Secretary for Finance and Economic Development, George Guvamatanga, said the pressure on the exchange rate appeared to come from the velocity of money once it left the Treasury’s purse.
“I will categorically state that since I came into this office, I have never printed money. Since I came into this office, I have never borrowed even a dollar from the Reserve Bank.
“Despite the fact that within the Finance Act, we put a provision that (Treasury) can borrow up to 5 percent of my total budget, but I had an opportunity last year to borrow. I was in a tight situation and needed temporary accommodation for 24 hours from the Reserve Bank.
“My team here refused me to borrow, and that’s how disciplined we have been, so when I pay contractors, that is why we monitor M3 and Reserve Money . . . , there is no money printing.
“What simply happens is that what increases is the velocity of money. The velocity when I have the money here at Treasury, and the velocity when in your account . . . it is different,” he said.
Guvamatanga also said that even the salaries for Government workers, which constitute about half the $4,2 trillion national budget, cause movements in the exchange rate.
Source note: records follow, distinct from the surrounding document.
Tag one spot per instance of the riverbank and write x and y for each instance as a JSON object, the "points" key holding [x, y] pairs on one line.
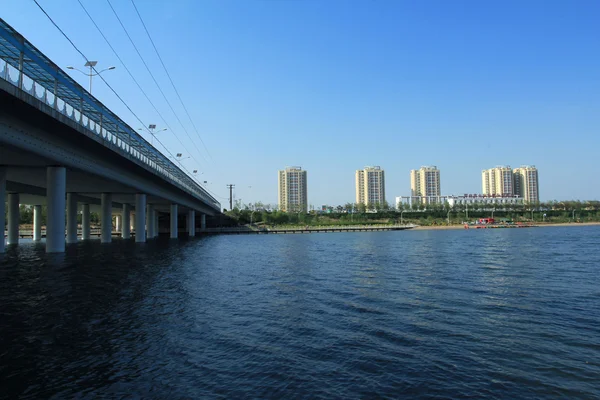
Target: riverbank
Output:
{"points": [[541, 224]]}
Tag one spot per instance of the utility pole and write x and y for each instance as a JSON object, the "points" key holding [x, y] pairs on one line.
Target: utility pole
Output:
{"points": [[230, 186]]}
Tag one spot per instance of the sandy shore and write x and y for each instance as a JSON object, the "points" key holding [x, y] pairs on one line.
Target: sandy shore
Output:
{"points": [[446, 227]]}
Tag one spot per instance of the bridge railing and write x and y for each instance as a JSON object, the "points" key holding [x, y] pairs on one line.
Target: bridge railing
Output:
{"points": [[24, 66]]}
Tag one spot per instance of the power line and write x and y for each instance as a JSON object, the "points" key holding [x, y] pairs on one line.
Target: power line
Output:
{"points": [[130, 75], [101, 77], [171, 80], [87, 60], [154, 79], [145, 95], [230, 186]]}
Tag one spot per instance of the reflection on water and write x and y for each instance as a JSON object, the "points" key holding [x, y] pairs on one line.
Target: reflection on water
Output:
{"points": [[473, 313]]}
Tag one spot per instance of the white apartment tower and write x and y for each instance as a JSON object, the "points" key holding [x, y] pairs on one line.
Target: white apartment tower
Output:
{"points": [[370, 186], [292, 190], [425, 182], [497, 181], [526, 183]]}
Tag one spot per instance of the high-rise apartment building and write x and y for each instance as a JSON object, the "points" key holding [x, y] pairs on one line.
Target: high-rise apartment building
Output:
{"points": [[497, 181], [526, 183], [370, 186], [425, 182], [292, 190]]}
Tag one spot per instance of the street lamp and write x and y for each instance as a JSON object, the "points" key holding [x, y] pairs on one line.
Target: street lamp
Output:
{"points": [[91, 65], [153, 132], [179, 159]]}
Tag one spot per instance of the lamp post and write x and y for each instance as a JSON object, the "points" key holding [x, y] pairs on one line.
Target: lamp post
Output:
{"points": [[179, 159], [153, 132], [195, 172], [91, 74]]}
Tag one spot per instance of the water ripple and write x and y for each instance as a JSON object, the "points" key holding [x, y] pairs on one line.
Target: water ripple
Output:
{"points": [[438, 314]]}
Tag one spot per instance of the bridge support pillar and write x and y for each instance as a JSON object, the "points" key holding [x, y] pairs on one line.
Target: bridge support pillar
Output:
{"points": [[2, 206], [140, 218], [126, 222], [13, 218], [156, 227], [150, 219], [56, 182], [85, 222], [173, 221], [37, 223], [71, 218], [192, 223], [106, 218]]}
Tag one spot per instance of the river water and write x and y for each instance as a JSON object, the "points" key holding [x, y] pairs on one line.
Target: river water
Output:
{"points": [[507, 313]]}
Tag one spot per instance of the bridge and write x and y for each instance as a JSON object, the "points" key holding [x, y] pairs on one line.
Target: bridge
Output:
{"points": [[60, 147]]}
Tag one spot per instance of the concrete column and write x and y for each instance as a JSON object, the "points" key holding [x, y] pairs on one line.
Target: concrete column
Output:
{"points": [[56, 181], [85, 222], [13, 218], [126, 223], [140, 218], [71, 218], [150, 220], [106, 218], [37, 223], [192, 223], [156, 227], [173, 221], [2, 207]]}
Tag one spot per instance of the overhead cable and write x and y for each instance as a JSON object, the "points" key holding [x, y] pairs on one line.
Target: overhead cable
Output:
{"points": [[171, 80], [154, 79]]}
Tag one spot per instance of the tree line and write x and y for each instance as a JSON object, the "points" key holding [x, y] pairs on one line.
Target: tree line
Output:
{"points": [[422, 214]]}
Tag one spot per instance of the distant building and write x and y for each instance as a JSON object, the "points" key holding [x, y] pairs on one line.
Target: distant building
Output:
{"points": [[452, 200], [526, 183], [370, 186], [292, 190], [484, 199], [423, 200], [497, 181], [425, 182]]}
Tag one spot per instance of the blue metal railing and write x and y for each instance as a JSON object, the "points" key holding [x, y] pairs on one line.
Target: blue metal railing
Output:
{"points": [[25, 67]]}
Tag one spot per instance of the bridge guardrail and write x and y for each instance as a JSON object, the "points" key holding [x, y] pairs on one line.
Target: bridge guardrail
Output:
{"points": [[27, 68]]}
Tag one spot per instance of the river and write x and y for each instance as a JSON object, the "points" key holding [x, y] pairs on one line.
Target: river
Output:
{"points": [[503, 313]]}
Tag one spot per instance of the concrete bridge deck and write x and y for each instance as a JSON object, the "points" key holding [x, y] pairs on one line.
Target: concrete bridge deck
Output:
{"points": [[60, 147]]}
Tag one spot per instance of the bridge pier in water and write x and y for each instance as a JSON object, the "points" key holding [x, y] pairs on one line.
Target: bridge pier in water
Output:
{"points": [[173, 221], [126, 224], [191, 223], [106, 218], [13, 219], [56, 180], [71, 218], [150, 219], [85, 222], [37, 223], [140, 218]]}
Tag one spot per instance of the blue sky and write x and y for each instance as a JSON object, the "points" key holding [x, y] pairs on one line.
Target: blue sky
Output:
{"points": [[332, 86]]}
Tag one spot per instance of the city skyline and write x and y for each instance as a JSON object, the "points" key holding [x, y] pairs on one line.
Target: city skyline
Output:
{"points": [[370, 185], [292, 190], [464, 96]]}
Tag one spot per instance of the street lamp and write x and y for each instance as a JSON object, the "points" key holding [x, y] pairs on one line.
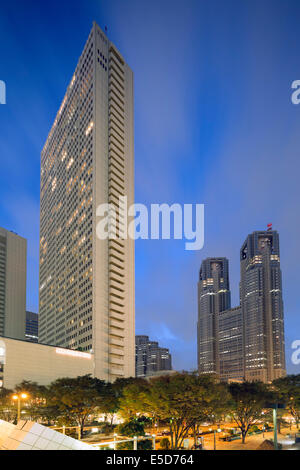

He said while payments to contractors and suppliers to the Government increased the velocity of money, this was how it worked in other “normal economies”.
The velocity of money is a measurement of the rate at which money is exchanged in an economy. It is the number of times that money moves from one entity to another. The velocity of money also refers to how much a unit of currency is used in a given period of time.
“As long as I pay from revenue generated from taxes and I am not borrowing from the Reserve Bank of Zimbabwe that should never be an issue at all, because that does not increase the money supply,” Guvamatanga said.
Earlier, economist, Professor Gift Mugano, said the challenges besetting the economy stemmed from using a short-term instrument, the national budget, to finance long-term infrastructure projects like roads and dams.
“The budget, being a big budget of $4,2 trillion, my argument (has been) it would push the (exchange) rates up because you now have a significant share of liquidity coming from the Government when you pay contractors and service providers,” he said.
“When talking about Zimbabwe dollar liquidity, we have contractors and service providers, the testimony of that was when the Government black listed about 13 companies.
“It is inevitable that they would participate in the black market. Last year we had quite a significant number of companies blacklisted by the Government, it is testimony that they are participating in the black market.
“Why is it like that; it’s because anything we are doing in Zimbabwe there is a significant share or component of foreign currency, so they need to get that foreign currency, whether its road construction or what, anything you see.
“But it is critical to say in order to make some profits, they (contractors) need to preserve value; so you would see that beyond buying foreign currency, you cannot touch (invest in) property they very expensive because there are people with a lot of money buying properties, particularly those (cash rich contractors/service providers) afraid of being blacklisted.
“The other challenge pushing the exchange rates higher are the civil servants, who are getting a component of their salaries in Zimbabwe dollars, which is quite significant. This time around, civil servants are getting about $2,2 trillion of the national budget, which is 52 percent.
“The civil servants are also facing a market which is under dollarisation pressures, so the Zimbabwe dollar they are getting they also want to change it into US dollars to preserve value, so every month they are in the market, and that also creates pressure on the rate,” he said.